The official said Pompeo would discuss Zelenskiy's anti-corruption efforts but would not comment on whether the secretary would raise Trump's desire for an investigation into Hunter Biden and his role on the board of a Ukrainian energy company or discredited claims that Ukraine and not Russia was responsible for interfering in the 2016 U.S. presidential election.
In addition, Pompeo plans to meet Ukrainian religious, civic and business leaders for talks on human rights, investment and economic and political reform, the department said. From Ukraine, Pompeo will travel on to Belarus, Kazakhstan, Uzbekistan and Cyprus before returning home. Human rights, energy independence and economic reform will top Pompeo's agenda at each of those stops, the department said.

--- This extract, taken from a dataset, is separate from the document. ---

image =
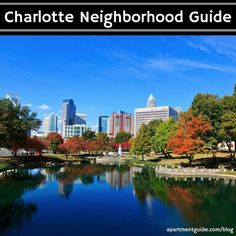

In Minsk, the secretary plans to affirm the U.S. commitment to improving ties with Belarus, which has had a strained relationship with Russia. President Alexander Lukashenko has pursued better relations with the West since Russia's annexation of Crimea as Belarus is wary that Russia could try to absorb it.
In September, the U.S. and Belarus agreed to upgrade diplomatic ties by returning ambassadors to each other's capitals after an 11-year break.